In the first of several series I hope to start on this blog, let start off with our first installment of Better Know a Dataset. Given that New Jersey is currently in the midst of a sweltering heat wave (record highs around 103 °F were set it many places today), it seems only appropriate that we should start with temperature.
Sea Surface Temperature, or SST for short, is the most common ocean data measurement you will run across. Temperature is the easiest variable to measure in the ocean (and anywhere else for that matter), and as a result you can easily find oodles of temperature data online, often spanning back several decades.
Surface actually is a relative term, as it depends on how the temperature is measured. Surface buoys typically include a temperature probe underneath the surface, about 3 feet down. This insures the temperature measurement reflects the water temperature only, and does not bob in and out of the water.
But perhaps the most popular SST datasets are those measured from satellites, like the AVHRR sensors on NOAA’s POES satellites. The advantage of satellite SST data is that it can map out entire regions of the ocean’s surface, rather than just one point. The disadvantages are that satellites may not pass over a region every day, they have a lower spatial resolution (typically 1km^2) whereas a buoy can measures small scale changes in temperature, and if clouds are present most satellite sensors can not see through them.
Satellites are able to record the temperature of the ocean’s surface by measuring the emitted infrared radiation from the ocean. In theory, this measurement is from the top few micrometers of the surface. In actual practice, given that the ocean is a very dynamic place with a lot of wind, waves and mixing, the top few micrometers are often essentially the same as the top few feet or more. However, on a calm sunny day the skin temperature may be several degrees higher than the true surface layer. In oceanography, nothing is ever easy.
The image above, from the Rutgers Coastal Ocean Observation Lab, is a quintessential example of a SST image. It shows snapshot of sea surface temperature that was recorded by the satellite NOAA-15 as it flew over the Mid Atlantic earlier today. The white area on the left is the East Coast of the United States. You can see Cape Cod near the top right and Cape Hatteras in the bottom left. The recognizable coastlines of New Jersey, Long Island and the Chesapeake Bay are also clearly visible.
The temperature data in this image is colored using the typical scientist’s palette, that is, the color scaling uses the full rainbow of colors to show a full range in temperatures. While this is not a very intuitive color scale (a topic we’ll delve into in future posts), it is one that is commonly used by scientists to extract as much detail from the data as possible.
Red and orange areas depict the warmest areas while blue and purple areas are the coolest. Many web sites use a static color map throughout the year. However, due to the extreme range in ocean temperatures over the course of a year in the Mid-Atlantic and the desire of scientists, fisherman and others, to be able to extract all the features possible out of these images, Rutgers constantly changes the scales on their color map to keep up with the changing temperatures. This means you need to constantly check the color scale, as red areas on one image may not be the same temperature as red areas on another image.
There are several notable features in this image.
- The white and purple patchy areas on the right are actually clouds that are obscuring the ocean surface and somewhat corrupting the data. (Scientists would flag this data as questionable and not use it in their research.)
- The red ribbon of warm water toward the bottom of the image is the Gulf Stream.
- Above the Gulf Stream and in the midst of the clouds, you can see a warm core eddy, that shows up as a red circle.
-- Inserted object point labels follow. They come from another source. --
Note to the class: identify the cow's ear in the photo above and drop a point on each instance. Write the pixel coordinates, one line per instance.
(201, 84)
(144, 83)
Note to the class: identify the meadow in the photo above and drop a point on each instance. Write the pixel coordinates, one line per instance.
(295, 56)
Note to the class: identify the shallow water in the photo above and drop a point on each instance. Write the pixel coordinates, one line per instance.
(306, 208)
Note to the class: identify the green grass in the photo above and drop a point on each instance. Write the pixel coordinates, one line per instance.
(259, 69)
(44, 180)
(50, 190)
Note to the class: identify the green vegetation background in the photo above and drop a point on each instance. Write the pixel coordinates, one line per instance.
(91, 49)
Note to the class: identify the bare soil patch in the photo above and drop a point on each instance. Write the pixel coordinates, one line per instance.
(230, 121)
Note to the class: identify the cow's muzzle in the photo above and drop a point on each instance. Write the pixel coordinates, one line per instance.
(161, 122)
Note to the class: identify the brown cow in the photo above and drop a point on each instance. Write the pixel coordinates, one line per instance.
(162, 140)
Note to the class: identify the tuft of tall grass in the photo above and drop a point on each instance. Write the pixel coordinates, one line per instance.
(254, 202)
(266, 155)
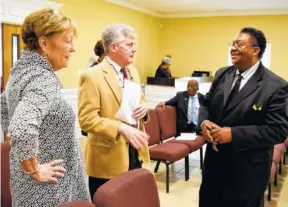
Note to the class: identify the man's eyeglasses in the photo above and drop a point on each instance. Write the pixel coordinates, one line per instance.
(240, 46)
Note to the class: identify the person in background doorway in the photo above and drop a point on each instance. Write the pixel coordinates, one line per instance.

This eddy was originally part of the Gulf Stream before it split off and started heading back towards the coast. The eddy itself rotates in a clockwise direction.
- Off the coasts of Delaware, New Jersey and Long Island the temperatures are somewhat cooler than further offshore. This is due to coastal upwelling. Over the past week, winds in the area have been from the Southwest, which when combined with the forcing from the Earth’s rotation, drives surface waters offshore and allows cooler waters to come to the surface. Upwelling also brings nutrient-laden bottom waters to the sunny surface where phytoplankton can have a feeding frenzy.
As you can see, sea surface temperature maps provide a rich dataset to analyze ocean currents and features that impact the biology and chemistry in the ocean.
Of course, they can also help you find a cool beach on a hot day.
Sage, this is a well written introduction about SST. I want to point out a couple things for those who wants to explore SST images of the Mid-Atlantic region further. SST in the ocean can vary on the different time scales. It is an informative exercise to compare the SST for the same region of the ocean at different times of the day and different times of the year. For the students, can you figure out what meteorological and oceanographic processes can cause the observed differences in SST?
Thanks Donglai for the suggesting a great exercise. I’m always amazed by the dynamic range of temperature we observe in the Mid Atlantic, both spatially and temporally. There is certainly a lot to explore, and plenty of challenges in interpreting and also visualizing the data.